Part of Development Standards
Welcome to the database standards! This guide explains how to set up, manage, and query data safely and efficiently. Think of databases as libraries—they organize your information so you can find and update it quickly.
Your application speaks the language of four databases. Pick one to start, and your code will work with the rest:
| Database | Identifier | Version | Best For | Emoji |
|---|---|---|---|---|
| PostgreSQL | postgresql |
16.x (standard) | Production, real apps | ⭐⭐⭐⭐⭐ |
| MySQL | mysql |
8.0+ | Production alternative | ⭐⭐⭐⭐ |
| MariaDB Galera | mysql |
10.11+ | High-availability clusters | ⭐⭐⭐⭐⭐ |
| SQLite | sqlite |
3.x | Development, testing | ⭐⭐⭐ |
Here's the magic trick: we use two different libraries working together. It sounds odd, but trust us—it's brilliant.

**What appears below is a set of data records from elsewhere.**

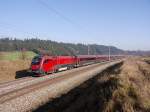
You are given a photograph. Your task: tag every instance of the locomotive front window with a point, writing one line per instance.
(36, 60)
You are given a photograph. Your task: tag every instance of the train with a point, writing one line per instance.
(44, 64)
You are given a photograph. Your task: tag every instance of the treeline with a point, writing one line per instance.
(55, 48)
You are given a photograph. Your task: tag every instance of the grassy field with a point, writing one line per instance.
(16, 55)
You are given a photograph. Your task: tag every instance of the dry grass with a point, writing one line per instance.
(133, 92)
(8, 69)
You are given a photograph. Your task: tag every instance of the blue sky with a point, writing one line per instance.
(121, 23)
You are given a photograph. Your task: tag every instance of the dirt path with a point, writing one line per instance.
(124, 88)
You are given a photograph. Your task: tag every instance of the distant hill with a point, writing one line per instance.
(58, 48)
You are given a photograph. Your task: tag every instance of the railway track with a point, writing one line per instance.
(11, 86)
(36, 86)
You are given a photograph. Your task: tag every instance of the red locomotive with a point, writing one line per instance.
(44, 64)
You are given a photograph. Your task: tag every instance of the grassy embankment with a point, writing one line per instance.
(133, 90)
(14, 64)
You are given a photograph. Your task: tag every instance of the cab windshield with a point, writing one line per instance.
(36, 60)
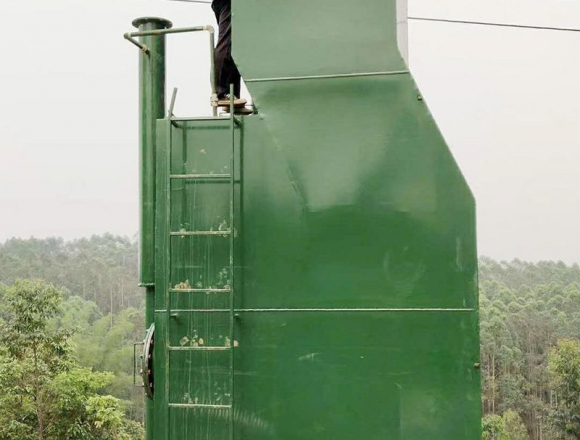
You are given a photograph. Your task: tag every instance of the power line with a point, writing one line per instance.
(192, 1)
(443, 20)
(485, 23)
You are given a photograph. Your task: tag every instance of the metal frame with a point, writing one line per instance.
(130, 36)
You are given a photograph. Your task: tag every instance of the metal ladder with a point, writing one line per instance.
(197, 349)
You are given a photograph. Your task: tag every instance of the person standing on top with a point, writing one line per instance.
(226, 71)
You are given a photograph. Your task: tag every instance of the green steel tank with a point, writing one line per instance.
(311, 270)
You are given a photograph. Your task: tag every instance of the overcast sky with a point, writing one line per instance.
(507, 101)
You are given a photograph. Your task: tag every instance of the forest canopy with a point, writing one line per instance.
(530, 332)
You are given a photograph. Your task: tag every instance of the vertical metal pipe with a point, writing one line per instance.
(151, 108)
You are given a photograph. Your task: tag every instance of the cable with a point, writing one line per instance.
(484, 23)
(192, 1)
(443, 20)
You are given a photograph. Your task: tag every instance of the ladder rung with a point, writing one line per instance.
(200, 290)
(199, 348)
(199, 405)
(201, 176)
(196, 311)
(201, 233)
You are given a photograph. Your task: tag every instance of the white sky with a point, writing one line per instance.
(507, 101)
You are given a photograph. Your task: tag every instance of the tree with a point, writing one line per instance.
(46, 395)
(564, 369)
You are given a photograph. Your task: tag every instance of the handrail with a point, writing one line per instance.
(129, 36)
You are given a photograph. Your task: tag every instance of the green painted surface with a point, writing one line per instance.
(355, 282)
(151, 107)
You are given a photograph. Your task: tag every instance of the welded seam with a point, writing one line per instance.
(325, 310)
(338, 75)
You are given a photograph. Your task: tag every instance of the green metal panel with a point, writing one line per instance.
(355, 279)
(315, 37)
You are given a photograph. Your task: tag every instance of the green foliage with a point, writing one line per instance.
(102, 269)
(492, 427)
(525, 309)
(564, 369)
(506, 427)
(46, 394)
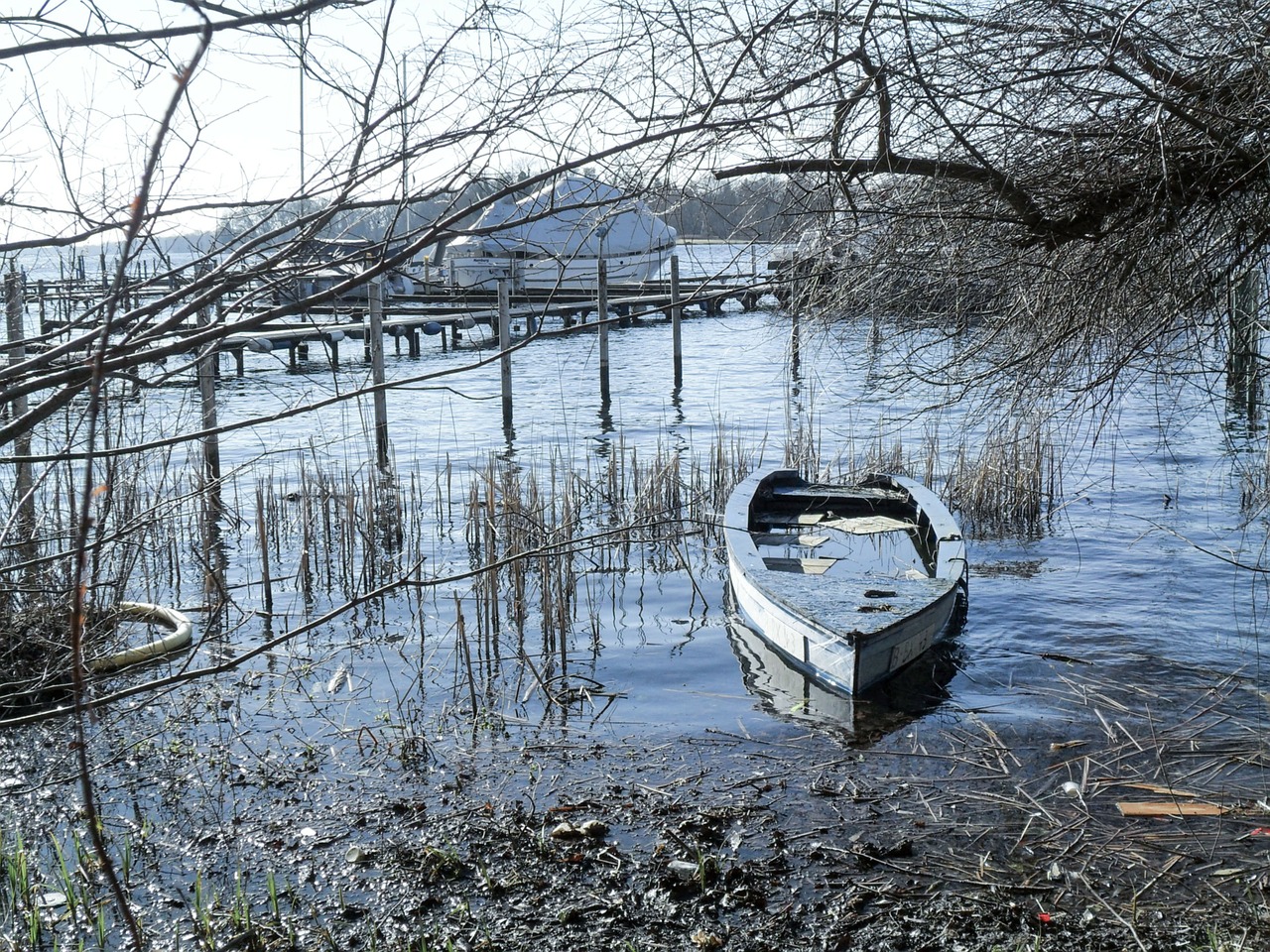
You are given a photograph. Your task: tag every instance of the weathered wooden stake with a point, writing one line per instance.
(504, 341)
(676, 321)
(207, 359)
(602, 271)
(24, 522)
(381, 408)
(262, 532)
(1242, 362)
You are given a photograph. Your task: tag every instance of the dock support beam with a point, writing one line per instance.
(504, 343)
(208, 358)
(24, 500)
(676, 321)
(375, 333)
(603, 329)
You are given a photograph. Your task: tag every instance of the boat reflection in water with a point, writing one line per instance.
(788, 692)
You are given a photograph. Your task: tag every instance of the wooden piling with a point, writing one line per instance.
(375, 331)
(602, 303)
(207, 359)
(24, 500)
(504, 338)
(676, 321)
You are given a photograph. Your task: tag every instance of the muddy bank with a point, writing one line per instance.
(951, 834)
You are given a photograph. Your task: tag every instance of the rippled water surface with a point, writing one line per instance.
(1132, 576)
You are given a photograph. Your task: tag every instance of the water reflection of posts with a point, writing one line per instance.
(504, 341)
(24, 521)
(602, 304)
(795, 358)
(676, 320)
(376, 338)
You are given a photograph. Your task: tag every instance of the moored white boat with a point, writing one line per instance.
(848, 583)
(557, 238)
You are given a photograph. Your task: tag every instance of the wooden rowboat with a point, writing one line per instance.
(848, 583)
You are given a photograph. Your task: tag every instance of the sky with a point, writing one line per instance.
(77, 125)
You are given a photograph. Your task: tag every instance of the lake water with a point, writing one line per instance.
(1132, 575)
(1129, 584)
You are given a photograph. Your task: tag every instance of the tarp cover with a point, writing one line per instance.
(571, 218)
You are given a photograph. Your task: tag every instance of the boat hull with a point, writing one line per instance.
(851, 630)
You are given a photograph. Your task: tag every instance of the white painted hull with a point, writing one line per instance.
(849, 631)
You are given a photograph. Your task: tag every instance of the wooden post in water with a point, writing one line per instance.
(602, 273)
(375, 334)
(676, 321)
(207, 359)
(504, 341)
(1242, 361)
(24, 500)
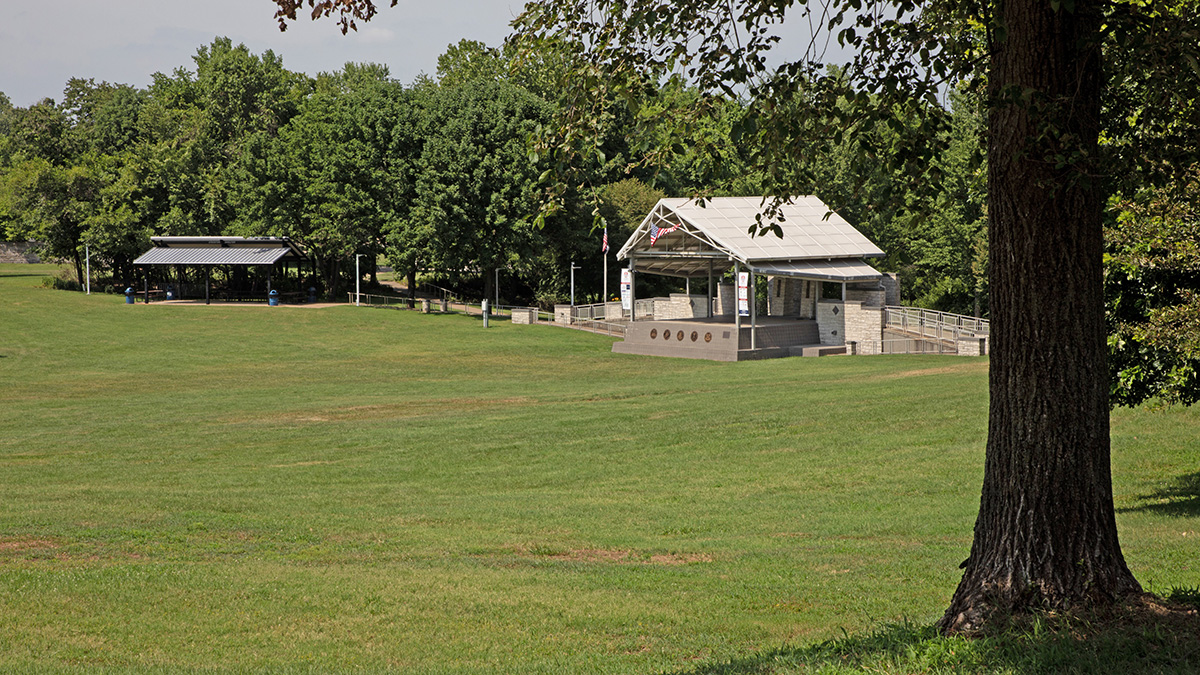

Think of a restaurant kitchen:
- SQLAlchemy = Head chef who designs the kitchen layout and equipment (schemas, tables, structure)
- PyDAL = Line cooks who prep and serve food every day (queries, operations, data handling)
The head chef designs once. The line cooks execute thousands of times. Both need to see the same kitchen design, but they have different jobs.
✅ SQLAlchemy + Alembic handles:
- Defining your database structure (schemas, tables, columns)
- Creating migrations (versioned changes to your database)
- Type-safe schema definitions
- One-time setup tasks
✅ PyDAL handles:
- Day-to-day queries (SELECT, INSERT, UPDATE, DELETE)
- Connection pooling (reusing connections efficiently)
- Thread-safe access (safe for multiple requests)
- Runtime operations
Result? Clean separation, fewer bugs, easier maintenance.
Pick one from the table above. For development, SQLite is easiest. For production, use PostgreSQL.
This runs once during initial setup:
"""Database initialization - Run ONCE during setup"""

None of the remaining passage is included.